Animal welfare campaigners urged the Government to "fight fire with fire" yesterday as environment ministers met in Alaska for a four-day showdown over whaling. Countries opposed to commercial hunting are hopeful of gathering enough votes at the International Whaling Conference to overturn a motion passed last year calling for its resumption. But Greenpeace accused ministers of not doing enough to persuade other countries to ensure they attended the annual summit and were able to vote. Last year, pro-whaling nations led by Japan succeeded in passing a declaration, by one vote, calling for a "resumption of commercial whaling on a sustainable basis". It was seen as a symbolic victory in a campaign to gain the 75 per cent support needed to overturn a ban of more than 20 years on commercial whaling altogether. Japan, Iceland and Norway all exploit loopholes to continue the practice - partly under the guise of scientific research - to the fury of campaigners.
Barry Gardiner, the Biodiversity minister, is attending the conference, confident that the UK has succeeded in winning the vital backing of several more nations. A spokeswomen for the Department for Environment, Food and Rural Affairs said the UK "strongly supports" the moratorium and would resist all attempts to lift it. "The UK will strongly urge Japan, Iceland and Norway to cease whaling and will encourage any country planning scientific research to use non-lethal methods," she said. "Our guiding principle will be that neither the condition of whale populations nor the measures foreseen to control whaling are such as to justify a resumption of commercial whaling."
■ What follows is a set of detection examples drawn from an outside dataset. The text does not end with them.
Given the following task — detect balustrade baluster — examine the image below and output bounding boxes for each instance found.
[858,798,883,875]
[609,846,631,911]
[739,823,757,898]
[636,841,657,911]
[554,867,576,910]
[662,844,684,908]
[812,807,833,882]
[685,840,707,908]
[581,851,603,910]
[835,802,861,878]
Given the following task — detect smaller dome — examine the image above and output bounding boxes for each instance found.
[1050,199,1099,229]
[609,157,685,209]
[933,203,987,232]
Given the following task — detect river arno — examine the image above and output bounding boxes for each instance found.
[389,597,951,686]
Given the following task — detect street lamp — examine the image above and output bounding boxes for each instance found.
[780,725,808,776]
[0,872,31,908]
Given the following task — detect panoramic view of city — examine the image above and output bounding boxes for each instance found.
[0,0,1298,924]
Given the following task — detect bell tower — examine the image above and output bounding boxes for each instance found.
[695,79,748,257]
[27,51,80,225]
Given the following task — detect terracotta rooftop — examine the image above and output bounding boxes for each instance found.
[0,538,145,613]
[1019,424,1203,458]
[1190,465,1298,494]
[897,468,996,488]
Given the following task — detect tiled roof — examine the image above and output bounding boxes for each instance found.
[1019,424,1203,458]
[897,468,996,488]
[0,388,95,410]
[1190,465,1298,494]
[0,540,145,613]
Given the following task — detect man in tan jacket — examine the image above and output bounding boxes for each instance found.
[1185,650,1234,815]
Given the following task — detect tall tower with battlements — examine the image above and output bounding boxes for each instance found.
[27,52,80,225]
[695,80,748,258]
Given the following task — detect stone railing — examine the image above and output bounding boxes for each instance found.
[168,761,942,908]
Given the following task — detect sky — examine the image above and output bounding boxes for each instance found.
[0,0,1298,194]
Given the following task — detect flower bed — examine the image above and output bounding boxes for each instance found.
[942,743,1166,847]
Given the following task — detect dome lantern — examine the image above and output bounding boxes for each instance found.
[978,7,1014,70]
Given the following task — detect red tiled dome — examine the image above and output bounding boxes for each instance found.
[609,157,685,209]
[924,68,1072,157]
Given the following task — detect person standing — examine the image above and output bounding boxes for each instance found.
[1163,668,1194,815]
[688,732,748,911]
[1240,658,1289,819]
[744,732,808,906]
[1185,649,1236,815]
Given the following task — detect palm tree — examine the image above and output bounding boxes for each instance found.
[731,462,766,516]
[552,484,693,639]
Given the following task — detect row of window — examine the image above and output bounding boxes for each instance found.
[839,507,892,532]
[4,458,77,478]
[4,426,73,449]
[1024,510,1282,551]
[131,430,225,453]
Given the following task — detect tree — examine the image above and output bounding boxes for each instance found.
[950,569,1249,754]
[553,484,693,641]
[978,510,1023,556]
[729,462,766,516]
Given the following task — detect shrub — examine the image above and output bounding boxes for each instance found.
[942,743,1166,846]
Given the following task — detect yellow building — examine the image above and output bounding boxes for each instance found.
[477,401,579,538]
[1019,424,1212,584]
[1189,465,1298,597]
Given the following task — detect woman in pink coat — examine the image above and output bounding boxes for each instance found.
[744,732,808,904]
The UK had led efforts to recruit more support to the cause, she said in a booklet for which Tony Blair wrote a foreword. "We have already had some success: Croatia, Cyprus, Greece and Slovenia have already joined in time for this year's meeting. Peru and Costa Rica have regained voting rights, and several more EU states are indicating their intention to join in time for next year's meeting." However, Willie Mackenzie, the Greenpeace UK oceans campaigner, said it was still unclear how much extra support the pro-whalers had mustered over the past 12 months. And he complained that Mr Blair had not met calls to write to other sympathetic leaders asking for their support, leaving such diplomatic moves until after the IWC meeting. That was "pointless", he said. "Greenpeace and other NGOs have been working for a long time to persuade the UK and other like-minded states to step up their game and fight fire with fire and take this on at a higher level. "Some of that may be bearing fruit," he said. Defra said that it would also use the IWC to promote the adoption of a new whale sanctuary in the South Atlantic.